Torture et autres mauvais traitements
Le 12 janvier, les services de l’Inspection d’État, chargés d’enquêter sur les violations des droits humains commises par la police, ont été supprimés et remplacés par deux nouveaux organismes. La société civile a critiqué cette modification, jugeant les nouvelles structures moins efficaces et moins indépendantes, ce qui allait affecter la capacité de l’État à enquêter véritablement sur les violations des droits humains imputables à la police, notamment les allégations de torture, de mauvais traitements et de mort en détention, ainsi que sa capacité à garantir que justice soit rendue pour ces crimes.
Droits des femmes et des filles
Entre janvier et septembre, les médias ont fait état de 14 homicides et 23 tentatives d’homicide visant des femmes, laissant craindre que les féminicides et les autres formes de violences fondées sur le genre soient toujours en hausse. Les mesures de réduction de la mortalité infantile et de la mortalité maternelle demeuraient insuffisantes. Les inégalités économiques restaient aussi à un niveau alarmant : en mars, la Banque mondiale a estimé que 50 % des femmes étaient tenues à l’écart du marché du travail par les tâches domestiques contre seulement 5 % des hommes, et que les revenus des femmes étaient toujours inférieurs d’environ 16 % à ceux des hommes.
Abkhazie et Ossétie du Sud (région de Tskhinvali)
Le bilan en matière de droits humains des deux régions séparatistes de Géorgie a continué de se détériorer dans plusieurs domaines, dont la liberté d’expression.
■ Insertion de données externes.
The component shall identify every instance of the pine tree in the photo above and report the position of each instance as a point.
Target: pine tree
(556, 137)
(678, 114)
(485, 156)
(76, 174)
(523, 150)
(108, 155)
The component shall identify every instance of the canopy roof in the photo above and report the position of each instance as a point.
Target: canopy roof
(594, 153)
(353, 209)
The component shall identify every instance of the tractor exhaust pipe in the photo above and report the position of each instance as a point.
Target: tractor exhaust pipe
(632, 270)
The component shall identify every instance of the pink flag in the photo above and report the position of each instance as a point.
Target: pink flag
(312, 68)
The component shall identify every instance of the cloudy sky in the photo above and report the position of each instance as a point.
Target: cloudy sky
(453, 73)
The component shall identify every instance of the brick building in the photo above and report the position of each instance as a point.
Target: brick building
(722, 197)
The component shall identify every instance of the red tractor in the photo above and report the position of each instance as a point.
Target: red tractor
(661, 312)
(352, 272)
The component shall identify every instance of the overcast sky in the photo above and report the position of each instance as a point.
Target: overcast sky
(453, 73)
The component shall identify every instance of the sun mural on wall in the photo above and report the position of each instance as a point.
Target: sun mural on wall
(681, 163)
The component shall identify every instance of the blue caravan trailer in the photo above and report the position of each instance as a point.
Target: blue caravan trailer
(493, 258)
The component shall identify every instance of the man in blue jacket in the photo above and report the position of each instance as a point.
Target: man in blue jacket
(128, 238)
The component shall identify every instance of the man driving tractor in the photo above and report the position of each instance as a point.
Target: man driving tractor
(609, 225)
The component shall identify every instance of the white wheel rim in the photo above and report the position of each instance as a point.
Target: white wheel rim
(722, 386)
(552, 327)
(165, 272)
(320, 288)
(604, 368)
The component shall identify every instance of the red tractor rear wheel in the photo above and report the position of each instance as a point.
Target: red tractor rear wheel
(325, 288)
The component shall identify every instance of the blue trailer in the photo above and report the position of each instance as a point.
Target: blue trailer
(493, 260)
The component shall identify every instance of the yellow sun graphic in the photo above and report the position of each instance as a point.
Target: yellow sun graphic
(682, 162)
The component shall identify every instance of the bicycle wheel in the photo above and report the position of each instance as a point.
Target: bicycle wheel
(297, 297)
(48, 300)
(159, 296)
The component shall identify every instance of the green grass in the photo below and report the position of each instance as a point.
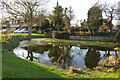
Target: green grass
(15, 67)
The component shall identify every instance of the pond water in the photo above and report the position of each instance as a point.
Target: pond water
(64, 55)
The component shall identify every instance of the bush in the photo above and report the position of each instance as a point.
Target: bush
(60, 35)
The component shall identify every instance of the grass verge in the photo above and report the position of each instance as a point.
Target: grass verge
(15, 67)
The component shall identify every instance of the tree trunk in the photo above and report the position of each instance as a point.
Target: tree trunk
(30, 26)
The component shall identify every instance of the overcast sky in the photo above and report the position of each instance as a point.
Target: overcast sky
(80, 7)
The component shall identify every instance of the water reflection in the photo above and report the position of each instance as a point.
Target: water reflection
(92, 58)
(64, 55)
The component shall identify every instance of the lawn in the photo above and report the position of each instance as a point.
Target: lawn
(15, 67)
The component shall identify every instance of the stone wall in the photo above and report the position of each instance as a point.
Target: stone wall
(92, 38)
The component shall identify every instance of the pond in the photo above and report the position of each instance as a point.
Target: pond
(62, 54)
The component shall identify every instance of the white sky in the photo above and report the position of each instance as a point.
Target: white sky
(80, 7)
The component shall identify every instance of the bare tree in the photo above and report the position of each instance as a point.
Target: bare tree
(24, 8)
(109, 11)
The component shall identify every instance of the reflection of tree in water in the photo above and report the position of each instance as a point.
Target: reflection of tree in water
(92, 58)
(60, 55)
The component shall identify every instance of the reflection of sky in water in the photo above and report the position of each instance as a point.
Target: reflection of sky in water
(77, 54)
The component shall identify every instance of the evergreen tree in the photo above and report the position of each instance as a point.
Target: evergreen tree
(95, 19)
(57, 17)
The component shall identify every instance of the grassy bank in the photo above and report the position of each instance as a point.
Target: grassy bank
(15, 67)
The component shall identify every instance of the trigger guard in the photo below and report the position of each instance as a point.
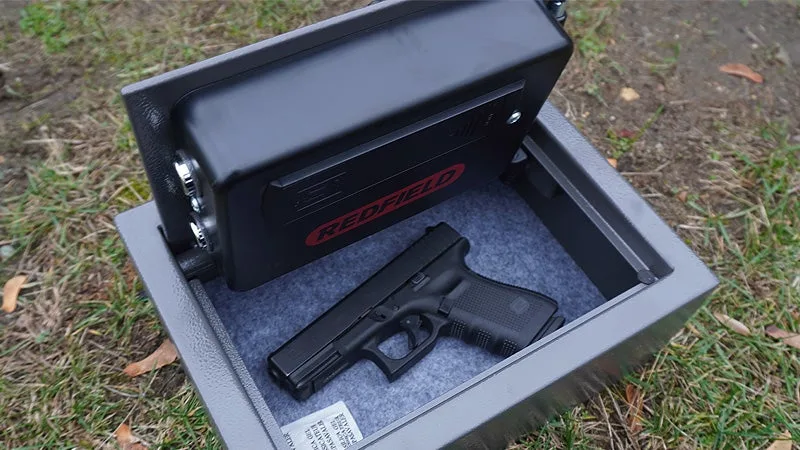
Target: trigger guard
(412, 325)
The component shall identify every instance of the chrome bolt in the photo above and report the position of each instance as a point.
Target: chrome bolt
(199, 234)
(186, 175)
(196, 203)
(514, 118)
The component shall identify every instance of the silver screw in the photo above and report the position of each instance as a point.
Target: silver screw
(186, 175)
(199, 234)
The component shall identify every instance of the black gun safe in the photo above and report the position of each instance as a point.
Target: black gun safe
(557, 220)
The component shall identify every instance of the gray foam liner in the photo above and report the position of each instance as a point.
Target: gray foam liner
(508, 244)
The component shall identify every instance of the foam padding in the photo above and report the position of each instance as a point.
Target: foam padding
(508, 244)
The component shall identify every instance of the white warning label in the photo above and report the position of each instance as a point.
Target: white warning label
(331, 428)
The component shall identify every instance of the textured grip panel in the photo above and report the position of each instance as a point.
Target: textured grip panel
(496, 305)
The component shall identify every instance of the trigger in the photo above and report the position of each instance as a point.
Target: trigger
(412, 325)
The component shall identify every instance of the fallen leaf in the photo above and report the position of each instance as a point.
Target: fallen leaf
(784, 442)
(733, 324)
(11, 292)
(790, 339)
(740, 70)
(164, 354)
(629, 94)
(635, 404)
(126, 439)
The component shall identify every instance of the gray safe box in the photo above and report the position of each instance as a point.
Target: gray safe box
(570, 227)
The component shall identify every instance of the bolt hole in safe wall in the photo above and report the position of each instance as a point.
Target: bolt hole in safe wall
(362, 213)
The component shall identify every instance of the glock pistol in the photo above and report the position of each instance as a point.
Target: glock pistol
(427, 292)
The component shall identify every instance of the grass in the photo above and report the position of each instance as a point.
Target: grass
(82, 318)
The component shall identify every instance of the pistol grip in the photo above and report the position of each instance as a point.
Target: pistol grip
(394, 368)
(500, 318)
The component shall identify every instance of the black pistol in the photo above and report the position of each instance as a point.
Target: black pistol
(426, 292)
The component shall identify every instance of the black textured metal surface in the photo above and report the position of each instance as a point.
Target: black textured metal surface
(150, 102)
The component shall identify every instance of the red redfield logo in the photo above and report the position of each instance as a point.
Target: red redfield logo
(385, 205)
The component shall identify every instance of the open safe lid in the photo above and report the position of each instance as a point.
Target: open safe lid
(515, 394)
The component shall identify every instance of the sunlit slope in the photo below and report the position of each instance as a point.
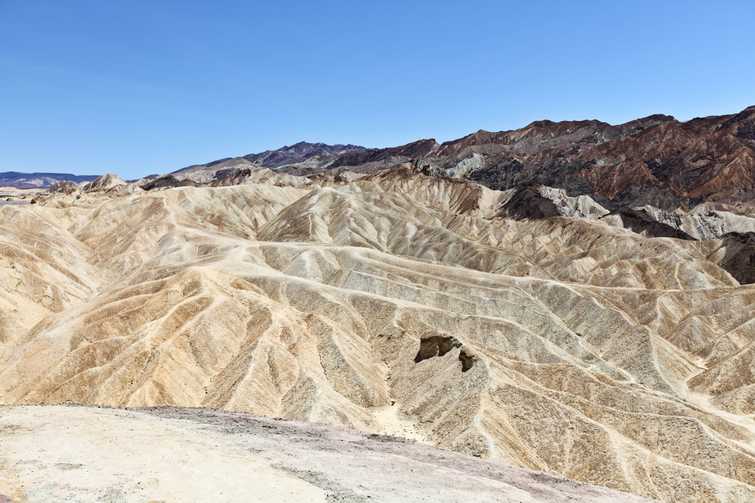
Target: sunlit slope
(399, 304)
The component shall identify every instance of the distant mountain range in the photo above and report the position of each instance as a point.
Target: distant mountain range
(654, 160)
(39, 180)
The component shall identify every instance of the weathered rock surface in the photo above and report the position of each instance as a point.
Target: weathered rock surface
(93, 455)
(397, 303)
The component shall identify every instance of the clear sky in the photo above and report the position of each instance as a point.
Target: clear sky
(139, 87)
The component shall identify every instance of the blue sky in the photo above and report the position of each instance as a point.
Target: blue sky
(140, 87)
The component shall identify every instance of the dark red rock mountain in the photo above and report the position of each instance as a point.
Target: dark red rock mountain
(655, 160)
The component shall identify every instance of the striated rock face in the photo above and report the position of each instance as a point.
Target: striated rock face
(397, 303)
(739, 255)
(168, 454)
(104, 183)
(544, 202)
(655, 161)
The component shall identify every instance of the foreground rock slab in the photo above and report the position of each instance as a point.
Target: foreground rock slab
(58, 453)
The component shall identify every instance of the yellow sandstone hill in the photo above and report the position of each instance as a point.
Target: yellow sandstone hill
(399, 304)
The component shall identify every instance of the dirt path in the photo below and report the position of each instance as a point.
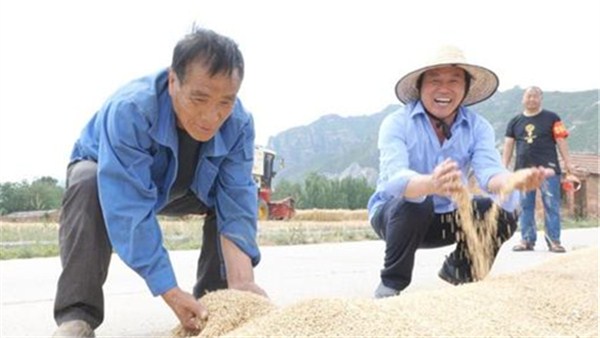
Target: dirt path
(558, 298)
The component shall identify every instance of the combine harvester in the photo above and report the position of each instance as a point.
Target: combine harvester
(264, 172)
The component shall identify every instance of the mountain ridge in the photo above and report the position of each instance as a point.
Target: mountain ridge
(332, 144)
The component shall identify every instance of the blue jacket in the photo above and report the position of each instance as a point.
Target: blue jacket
(133, 139)
(408, 146)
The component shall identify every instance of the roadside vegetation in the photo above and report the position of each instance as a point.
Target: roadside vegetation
(40, 239)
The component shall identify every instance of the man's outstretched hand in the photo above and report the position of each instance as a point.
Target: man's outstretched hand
(187, 308)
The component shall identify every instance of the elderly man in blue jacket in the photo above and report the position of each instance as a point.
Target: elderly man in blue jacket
(176, 142)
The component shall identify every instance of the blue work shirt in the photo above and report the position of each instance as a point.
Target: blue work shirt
(133, 138)
(409, 146)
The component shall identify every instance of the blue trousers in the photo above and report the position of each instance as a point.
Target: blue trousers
(550, 191)
(407, 226)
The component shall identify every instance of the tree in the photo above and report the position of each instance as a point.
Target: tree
(42, 194)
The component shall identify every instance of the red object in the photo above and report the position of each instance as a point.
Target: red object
(559, 130)
(282, 209)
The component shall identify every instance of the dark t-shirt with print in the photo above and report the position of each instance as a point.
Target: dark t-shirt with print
(534, 140)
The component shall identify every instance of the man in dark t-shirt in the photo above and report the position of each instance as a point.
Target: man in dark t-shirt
(537, 133)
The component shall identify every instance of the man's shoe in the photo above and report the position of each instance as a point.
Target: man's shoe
(554, 246)
(75, 329)
(455, 271)
(523, 246)
(383, 291)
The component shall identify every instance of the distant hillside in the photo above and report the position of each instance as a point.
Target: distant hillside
(340, 146)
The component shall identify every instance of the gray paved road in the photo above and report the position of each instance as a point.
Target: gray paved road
(287, 273)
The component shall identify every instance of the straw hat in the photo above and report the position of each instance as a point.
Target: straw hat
(484, 82)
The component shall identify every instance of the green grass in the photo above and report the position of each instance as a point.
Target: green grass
(28, 240)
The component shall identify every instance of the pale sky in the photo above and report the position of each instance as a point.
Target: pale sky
(60, 59)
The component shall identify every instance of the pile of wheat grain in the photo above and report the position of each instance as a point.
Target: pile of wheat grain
(559, 298)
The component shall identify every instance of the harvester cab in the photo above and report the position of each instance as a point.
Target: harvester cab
(263, 172)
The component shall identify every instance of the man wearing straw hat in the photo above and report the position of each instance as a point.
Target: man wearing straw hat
(427, 150)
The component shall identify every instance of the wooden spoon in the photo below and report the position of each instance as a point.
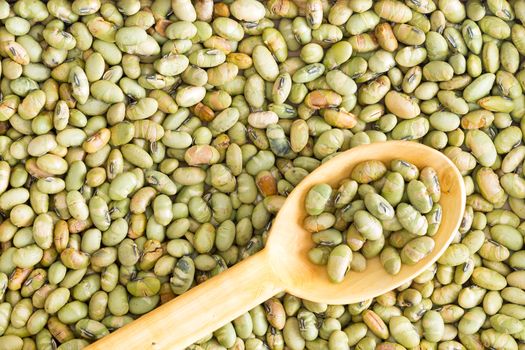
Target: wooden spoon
(283, 264)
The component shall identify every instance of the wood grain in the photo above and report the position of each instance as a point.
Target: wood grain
(283, 264)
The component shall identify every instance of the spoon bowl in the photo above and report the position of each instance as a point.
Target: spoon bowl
(283, 264)
(289, 242)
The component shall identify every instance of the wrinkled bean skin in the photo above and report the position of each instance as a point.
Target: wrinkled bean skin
(146, 146)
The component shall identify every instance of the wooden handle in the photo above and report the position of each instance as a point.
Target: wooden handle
(200, 311)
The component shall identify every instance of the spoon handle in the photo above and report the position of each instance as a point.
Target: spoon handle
(200, 311)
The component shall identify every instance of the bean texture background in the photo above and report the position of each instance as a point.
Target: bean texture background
(146, 145)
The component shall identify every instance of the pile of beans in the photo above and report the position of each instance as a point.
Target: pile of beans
(372, 214)
(146, 145)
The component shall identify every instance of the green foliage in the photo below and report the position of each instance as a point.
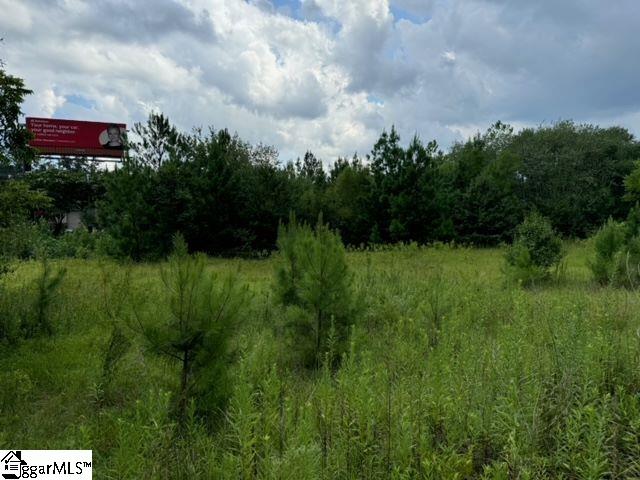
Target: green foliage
(14, 137)
(195, 332)
(607, 242)
(47, 285)
(313, 280)
(453, 375)
(535, 249)
(617, 252)
(18, 202)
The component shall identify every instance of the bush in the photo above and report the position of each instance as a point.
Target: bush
(535, 250)
(609, 240)
(617, 252)
(23, 240)
(195, 332)
(314, 284)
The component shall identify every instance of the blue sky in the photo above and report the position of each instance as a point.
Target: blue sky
(328, 75)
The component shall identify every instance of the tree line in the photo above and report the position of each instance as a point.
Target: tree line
(226, 196)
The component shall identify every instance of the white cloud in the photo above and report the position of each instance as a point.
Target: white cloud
(328, 75)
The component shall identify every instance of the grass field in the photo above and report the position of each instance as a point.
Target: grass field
(451, 373)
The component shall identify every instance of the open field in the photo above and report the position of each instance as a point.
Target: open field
(450, 374)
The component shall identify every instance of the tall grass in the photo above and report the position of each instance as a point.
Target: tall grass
(450, 373)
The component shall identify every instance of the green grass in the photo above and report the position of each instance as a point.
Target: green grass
(451, 373)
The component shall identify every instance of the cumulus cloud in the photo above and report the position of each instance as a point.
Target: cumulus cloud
(328, 75)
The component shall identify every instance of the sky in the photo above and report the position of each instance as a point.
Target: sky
(328, 75)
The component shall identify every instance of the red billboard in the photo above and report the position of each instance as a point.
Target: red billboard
(71, 137)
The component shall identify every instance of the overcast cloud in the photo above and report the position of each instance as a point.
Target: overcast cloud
(328, 75)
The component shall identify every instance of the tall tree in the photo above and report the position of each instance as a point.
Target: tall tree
(14, 136)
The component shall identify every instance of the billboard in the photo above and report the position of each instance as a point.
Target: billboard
(72, 137)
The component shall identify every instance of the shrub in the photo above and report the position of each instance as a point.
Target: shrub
(47, 284)
(609, 240)
(195, 331)
(617, 252)
(313, 282)
(535, 250)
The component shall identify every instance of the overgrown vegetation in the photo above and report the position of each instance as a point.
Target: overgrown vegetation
(535, 251)
(449, 373)
(195, 332)
(314, 283)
L’impunité est restée la norme pour les atteintes aux droits humains commises par le passé.
Torture et autres mauvais traitements
Gennady Kulayev, habitant d’Ossétie du Sud (région de Tskhinvali), est mort le 31 août des suites de ses blessures résultant de coups et d’autres mauvais traitements subis en détention en 2020. Aucune véritable enquête n’a été menée sur son cas ni sur celui d’Inal Dzhabiev, mort en détention en 2020 après avoir été torturé.
De même, les autorités n’ont pas mené d’enquête efficace sur la mort d’Anri Ateiba, décédé alors qu’il était incarcéré en Abkhazie en 2021. Irakli Bebua, emprisonné pour avoir brûlé le drapeau abkhaze en 2020, a semble-t-il été privé des traitements nécessaires pour soigner sa maladie chronique.